Hong Kong - The Hong Kong Special Administrative Region (SAR) government has accepted the Democratic Party's proposal to choose the five new Legislative Council functional constituency seats in 2012 by one-man-two-votes.
Hong Kong Chief Executive Donald Tsang speaks to the press in Hong Kong on Monday, June 21, 2010. The special administrative region announced a revised political reform plan in a last-ditch eff ort to break a deadlock between the government and democracy campaigners fi ghting for universal suff rage. [China Daily]
As planned, the government will move the motions on the election methods of the chief executive and the legislative on Wednesday. If the motions are carried, the legislative process of local laws governing the elections will begin in October.
The government accepted the proposal after securing the Democratic Party's guarantee that all their nine votes will support the government package. The party held an extraordinary general meeting on Monday night to decide if the caucus should support the electoral reform.
The central government's Liaison Office in Hong Kong said the one-man-two-votes system increases the democratic element of the 2012 reform package. Given the implementation can be dealt with by local legislation, it does not infringe on the decision by the National People's Congress Standing Committee (NPCSC) and the Liaison Office is happy to see the passage of the reform package.
In Beijing, Rita Fan, a NPCSC member, said the consensus is the hard work of tripartite talks between the central government, Hong Kong SAR Government and the Democratic Party. She also said the negotiation made her feel that it is easier to reach consensus through frank discussions.
In the opinion of city university political scientist James Sung, the central government feared that the rejection of the Democratic Party's proposal would give rise to radical democratic force.
If the electoral reform is vetoed again, the society will further exhaust itself and the SAR Government will face a crisis. As for the internal rift in the Democratic Party, he believed the wound could heal and party will not break up.
After a special executive council meeting, Chief Executive Donald Tsang on Monday announced that the government has accepted the Democratic Party's proposal. "This once again demonstrated our resolve and commitment to promoting democratic development in Hong Kong," he said.
The proposal complies with the Basic Law and the NPCSC decision of December 2007. It will also help forge community consensus towards universal suffrage, Tsang said.
The government's original electoral reform package was only a few votes short of the requisite two-thirds (40 votes) to get adopted, he said. But the government has not given up and continues to communicate with various political parties and to secure people's support through various channels.
"I am very happy that we have made a major breakthrough," Tsang said.

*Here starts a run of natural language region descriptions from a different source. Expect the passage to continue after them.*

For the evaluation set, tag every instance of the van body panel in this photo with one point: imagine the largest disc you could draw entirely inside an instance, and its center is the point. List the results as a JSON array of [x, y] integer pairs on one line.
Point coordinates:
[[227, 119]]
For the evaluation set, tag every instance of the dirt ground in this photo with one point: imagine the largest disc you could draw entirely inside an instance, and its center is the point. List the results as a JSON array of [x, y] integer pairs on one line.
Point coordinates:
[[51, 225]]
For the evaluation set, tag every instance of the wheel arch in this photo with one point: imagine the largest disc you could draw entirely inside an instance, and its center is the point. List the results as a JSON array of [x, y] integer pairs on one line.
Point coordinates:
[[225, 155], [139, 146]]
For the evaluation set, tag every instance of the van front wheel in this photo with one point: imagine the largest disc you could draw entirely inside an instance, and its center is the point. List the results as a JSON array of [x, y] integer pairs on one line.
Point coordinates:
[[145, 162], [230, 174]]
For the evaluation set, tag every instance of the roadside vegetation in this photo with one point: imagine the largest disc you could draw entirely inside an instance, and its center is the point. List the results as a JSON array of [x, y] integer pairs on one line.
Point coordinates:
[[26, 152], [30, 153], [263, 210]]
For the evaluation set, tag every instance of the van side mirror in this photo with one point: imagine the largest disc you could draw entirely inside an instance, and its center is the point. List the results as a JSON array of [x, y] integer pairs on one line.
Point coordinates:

When asked why the central government accepts a proposal it once rejected, he said the DP initially insisted that all three of its demands be met. It later focused on the latest proposal by setting aside other issues, while continuing to pursue dual universal suffrage and the abolition of the functional constituency.
As to the nomination threshold, he said it would not be higher than 20 so that the election will be fair, competitive and all political parties can participate.
Secretary for Justice Wong Yan-lung said the NPCSC decisions stated that the ratio of geographical and functional constituency LegCo members in 2012 will remain 50-50.
Talking about the revised package, a candidate must be an elected district council member and he/she can only run in the election after securing nominations by district council elected members.
In addition, candidates will be elected by those who have no voting right in other functional constituencies by one-man-one-vote.
"The new district council functional constituency election is not a direct election," said Wong.
"The candidates are limited to elected district council members nominated by elected district council members. It is also because not all the 3.43 million registered voters in the geographical constituency electorate are entitled to vote, meaning that the electorate is about 3.2 million after excluding the 230,000 functional constituency electorate," he explained.
The existing functional constituency seat for the district council constituency will continue to be returned among the elected members of district councils.